When the needle drops, time seems to soften

For Christmas, I received a record player, and I didn’t realize how much peace it would bring with it. I also didn’t expect how many memories would surface once I started listening to vinyl. There’s something deeply comforting about it, the warmth of the sound, the way it feels easier to listen to, less demanding. My husband and I have always loved singer-songwriter music, but hearing it on vinyl feels different, like the music was meant to be listened to slowly, not rushed past.

When a record starts playing, the whole room seems to slow down. And somehow, I slow down too.

As the music plays, memories begin to surface. With every song and every record, different seasons of my life come back to me. One memory that returns often is riding in a pickup truck with five of my friends from church, heading out on long drives down country roads after Sunday or Wednesday evening services. We had nowhere we needed to be. We did that a lot back then just piling in, windows down, music playing, laughter filling the cab as the road stretched endlessly in front of us.

Those drives were full of conversations about love, dreams, and all the drama that feels so important when you’re a teenager still trying to figure out who you are. We talked about everything and nothing at the same time, surrounded by fields and open sky, letting the conversation wander wherever it wanted to go. Looking back now, I didn’t realize then how deeply those moments would stay with me.

Listening to vinyl now feels a lot like those drives felt back then. It slows me down and keeps me from rushing. Taking a record out of its sleeve, placing it on the turntable, and carefully lowering the needle all require intention. Even the pauses between sides feel meaningful like those long stretches of road where nothing needed to happen right away.

In the slowing, I find myself noticing God more. When everything else quiets down, I can see what has been there all along. Just like those country road drives felt full without trying to be, these moments now feel gently held. I can see how God has been woven through my life in laughter, friendship, and ordinary moments that didn’t seem important at the time, but clearly were.

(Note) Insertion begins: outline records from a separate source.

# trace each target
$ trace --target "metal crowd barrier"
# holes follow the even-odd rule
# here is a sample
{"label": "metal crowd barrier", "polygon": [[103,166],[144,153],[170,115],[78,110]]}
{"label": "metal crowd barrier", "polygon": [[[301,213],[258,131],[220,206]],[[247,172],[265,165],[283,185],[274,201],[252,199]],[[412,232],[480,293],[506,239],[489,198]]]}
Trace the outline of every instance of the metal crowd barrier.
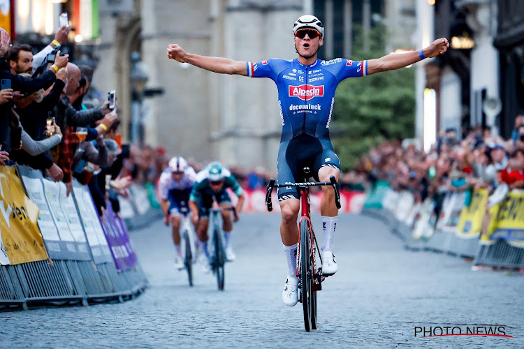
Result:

Now, when I put a record on, I allow it to slow me down. I’m learning that I don’t need to rush through the present to get to whatever comes next. The moment I’m living in right now matters. I’m not just passing through it on my way to something else. I listen to the music, and I enjoy the time with whoever I’m with.

And it reminds me that Jesus asks the same thing of us. He invites us to slow down, to spend time with Him, and to enjoy our moments with Him instead of hurrying past them.